NSC Minnesota Stars 3, Fort Lauderdale 1: Thoughts From The NASL Championship First Leg
NSC Minnesota Stars 3:1 Fort Lauderdale Strikers
Minnesota: Hlavaty 3, Mulholland 53, Rodriguez 72
Fort Lauderdale: Davis (og) 52′
Highlights: Via YouTube
A few quick thoughts from last night’s first leg of the NASL finals:
- You couldn’t ask for a nicer night for a game, at least in Minnesota in late October, and the crowds came out. The Twins bought 500 tickets for the game, the Wild and Vikings bought 500 more, and so a thousand fans walked through the gates for free, courtesy of the area’s biggest teams. According to the Stars ticket office, they think about two-thirds of these fans were attending their very first Stars game. If so, they really should be back next season, because they got a heck of a game to watch.
- In a related story: I’ve never seen such a big turnout from the Dark Clouds, the fan group that supports the Stars. Three sections of the bleachers opposite the main stands were full of folks jumping up and down and waving flags and singing songs. The beer tent was three rows deep, too. It was a playoff atmosphere.

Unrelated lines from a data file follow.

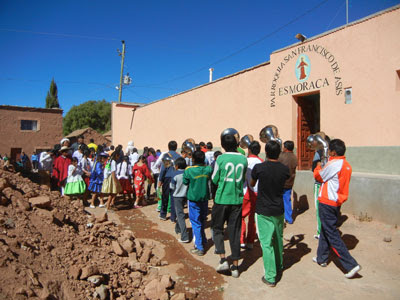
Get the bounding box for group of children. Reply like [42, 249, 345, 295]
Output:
[155, 134, 361, 287]
[17, 134, 361, 287]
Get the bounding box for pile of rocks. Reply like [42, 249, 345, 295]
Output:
[0, 170, 188, 300]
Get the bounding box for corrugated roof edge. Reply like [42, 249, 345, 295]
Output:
[271, 4, 400, 54]
[0, 105, 63, 114]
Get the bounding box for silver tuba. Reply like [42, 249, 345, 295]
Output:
[182, 138, 196, 155]
[239, 134, 254, 149]
[307, 132, 329, 167]
[260, 125, 282, 148]
[221, 128, 240, 145]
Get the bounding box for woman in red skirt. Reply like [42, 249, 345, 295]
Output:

- I sat in the reserved stands on the halfway line, and I’m not sure I’ve ever had better seats for a pro sporting event. (Why was I in the reserved section? It’s the only one with chairbacks, and I like to lean back. And though I love the atmosphere the Dark Clouds provide, I feel weird standing amongst them by myself. Gopher hockey fans have long complained of the energy-less “corpies” in the good seats at Mariucci Arena; I guess I’m a soccer “corpie.” In my defense, I didn’t spend all game chatting to my neighbor, and I yelled abuse at several Strikers players.)
- Neil Hlavaty‘s free kick in the third minute was wonderful – low, powerful, around the wall and inside the far post. Just unsaveable. Luke Mulholland’s goal in the second half was just as good – a blast against the grain that the keeper had no chance of stopping. Lucas Rodriguez scored the third, as four Strikers defenders stood still while Rodriguez scored. As for the own goal by Justin Davis, you have to admire the sheer failure of it – no pressure, a ball that would have gone out for a goal kick, and a redirection via the chest right between the keeper and the post. Everything had to go wrong, and it did.
- Take my biased opinion for what it’s worth, but Fort Lauderdale was absolutely awful. They created nothing. Their defenders did convincing imitations of traffic cones. I can’t remember if they even played any midfielders. Hlavaty and Andrei Gotsmanov kept receiving the ball in midfield, turning around, and realizing that they could run for thirty yards without being bothered. 3-0 or 4-0 would have been a more deserved scoreline.
- On the other side, the Stars really controlled all but about twenty minutes of the game. For the middle part of the second half, they seemed to temporarily forget they were allowed to pass the ball from defense to midfield; every time a defender got the ball, he’d take two touches, look up, and boot it long at the lonely figure of Brian Cvilikas, who’d then get to try to win a header against three Strikers defenders.
- For Man of the Match – Mulholland was tireless and scored a cracker of a goal, and Hlavaty was imperious in midfield. But my pick is central defender Cristiano Dias, who didn’t put a foot wrong all night. He was, in my view, absolutely flawless.
The second leg of the match is next Saturday, 6:30 pm in Fort Lauderdale. The Stars managed just two draws in four regular-season matches against the Strikers, so I can’t believe Fort Lauderdale will come out and be as bad as they were last night. But if they are – then the NASL trophy is coming to Minnesota.